Einer dieser Fälle ist zum Beispiel ein Oberfrästisch, der auf diese Art deaktiviert wurde. Um dieses deutlich zu machen wurde nicht nur im Titel, sondern auch im Text „nicht mehr lieferbar“ hinterlegt, die Lieferzeit auf „unbekannt“ gesetzt und – der Preis auf 0 Euro gestellt.
….Natürlich gab es jemanden der diesen Artikel nun doch „gekauft“ hat. Auf die Email, in der noch einmal erklärt wurde, dass der Artikel nicht lieferbar sei gab es dann die passende Rückantwort, die in etwa wie folgt aussah :
“ich bin zwar schon 60, und habe nur 8 Klassen Schulbildung, aber Ihre
Aktion betrachte ich als klatten Schwindel.

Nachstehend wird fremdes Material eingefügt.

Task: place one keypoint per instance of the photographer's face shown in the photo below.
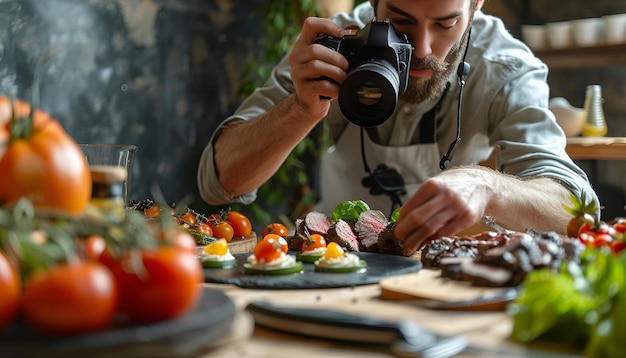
(437, 29)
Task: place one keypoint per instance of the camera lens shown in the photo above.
(369, 94)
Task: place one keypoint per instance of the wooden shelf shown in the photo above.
(591, 148)
(597, 148)
(584, 57)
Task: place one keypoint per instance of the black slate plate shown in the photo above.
(378, 267)
(181, 337)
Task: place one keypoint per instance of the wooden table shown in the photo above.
(597, 148)
(590, 148)
(487, 331)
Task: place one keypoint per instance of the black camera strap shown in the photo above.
(427, 134)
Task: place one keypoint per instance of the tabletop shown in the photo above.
(487, 331)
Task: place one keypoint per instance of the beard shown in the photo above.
(423, 89)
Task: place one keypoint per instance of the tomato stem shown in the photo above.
(21, 128)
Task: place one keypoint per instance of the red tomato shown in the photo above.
(204, 228)
(270, 248)
(44, 165)
(221, 229)
(316, 241)
(240, 223)
(276, 228)
(70, 298)
(166, 289)
(11, 291)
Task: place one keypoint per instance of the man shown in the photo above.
(504, 107)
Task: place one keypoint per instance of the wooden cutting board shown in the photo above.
(240, 246)
(427, 284)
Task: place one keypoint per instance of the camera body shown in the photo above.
(380, 59)
(384, 180)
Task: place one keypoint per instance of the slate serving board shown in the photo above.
(181, 337)
(379, 266)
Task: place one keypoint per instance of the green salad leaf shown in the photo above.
(349, 210)
(582, 305)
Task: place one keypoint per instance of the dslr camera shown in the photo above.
(380, 59)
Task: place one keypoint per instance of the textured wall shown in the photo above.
(159, 74)
(162, 74)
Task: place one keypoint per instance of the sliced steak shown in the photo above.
(341, 233)
(388, 244)
(367, 228)
(313, 222)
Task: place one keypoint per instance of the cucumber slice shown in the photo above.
(219, 264)
(308, 258)
(360, 268)
(248, 269)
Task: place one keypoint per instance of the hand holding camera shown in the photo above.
(379, 61)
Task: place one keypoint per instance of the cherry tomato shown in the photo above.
(620, 227)
(276, 228)
(152, 212)
(11, 291)
(94, 246)
(166, 288)
(618, 246)
(188, 220)
(334, 251)
(586, 228)
(587, 238)
(221, 229)
(604, 228)
(240, 223)
(204, 228)
(602, 240)
(270, 248)
(219, 247)
(180, 239)
(278, 241)
(72, 298)
(316, 241)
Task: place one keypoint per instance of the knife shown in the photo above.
(405, 338)
(495, 302)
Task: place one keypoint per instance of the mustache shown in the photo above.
(429, 62)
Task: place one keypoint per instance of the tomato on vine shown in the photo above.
(11, 290)
(275, 228)
(242, 227)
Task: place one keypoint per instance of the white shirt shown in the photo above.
(505, 105)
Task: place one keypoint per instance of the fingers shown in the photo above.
(434, 211)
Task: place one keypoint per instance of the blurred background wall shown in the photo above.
(162, 74)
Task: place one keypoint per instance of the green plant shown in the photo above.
(289, 190)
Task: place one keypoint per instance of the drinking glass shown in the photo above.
(116, 155)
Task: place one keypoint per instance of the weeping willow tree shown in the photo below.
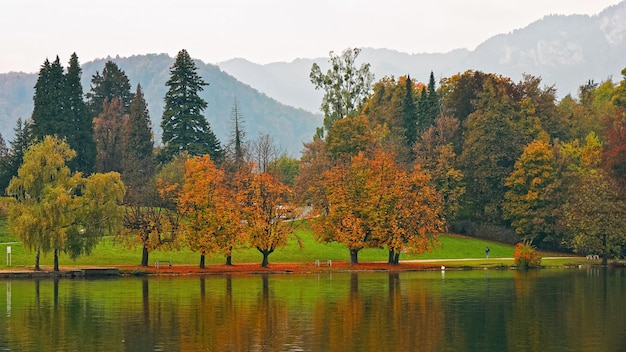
(60, 211)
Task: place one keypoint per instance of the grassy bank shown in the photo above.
(110, 252)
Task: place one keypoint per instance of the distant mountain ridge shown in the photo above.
(289, 126)
(565, 51)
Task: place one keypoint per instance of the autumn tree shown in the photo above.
(594, 211)
(345, 86)
(285, 169)
(532, 201)
(406, 210)
(393, 105)
(211, 215)
(344, 219)
(57, 210)
(435, 153)
(486, 160)
(596, 216)
(184, 126)
(265, 206)
(158, 225)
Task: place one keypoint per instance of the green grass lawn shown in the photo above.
(108, 252)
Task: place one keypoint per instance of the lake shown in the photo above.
(478, 310)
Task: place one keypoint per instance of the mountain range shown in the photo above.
(279, 99)
(565, 51)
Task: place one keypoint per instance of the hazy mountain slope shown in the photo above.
(564, 50)
(289, 126)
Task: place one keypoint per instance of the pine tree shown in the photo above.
(13, 160)
(4, 150)
(59, 110)
(428, 106)
(184, 126)
(138, 164)
(79, 133)
(48, 100)
(113, 83)
(409, 114)
(108, 134)
(237, 148)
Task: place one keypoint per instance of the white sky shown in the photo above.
(261, 31)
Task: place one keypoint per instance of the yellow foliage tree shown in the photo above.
(56, 210)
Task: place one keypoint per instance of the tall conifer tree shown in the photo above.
(79, 133)
(49, 100)
(13, 160)
(138, 164)
(113, 83)
(184, 126)
(409, 114)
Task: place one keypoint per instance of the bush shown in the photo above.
(526, 256)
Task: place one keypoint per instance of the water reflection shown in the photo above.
(543, 310)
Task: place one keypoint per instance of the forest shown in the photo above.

Wenn ein Artikel ausverkauft ist müssen Sie Ihn rausnehmen, und nicht für 0,-€ zum Kauf anbieten. Ich werde mir vorbehalten, bei nicht annehmbarer Stellungsnahme
Beschwerde bei Verbraucherzentrale über Maßnahmen der Aktion einzuholen.”
Auch mit 8 Jahren Schulbildung sollte es einem schon komisch vorkommen, wenn eine Ware 0 Euro kostet und überall vermerkt ist, dass diese nicht mehr lieferbar ist. Alle Bemühungen den Fall zu erklären scheiterten jedoch an der Unwilligkeit des Kunden auch nur im Ansatz zu verstehen, warum man einen Artikel im Netz finden kann, wenn dieser eigentlich deaktiviert ist.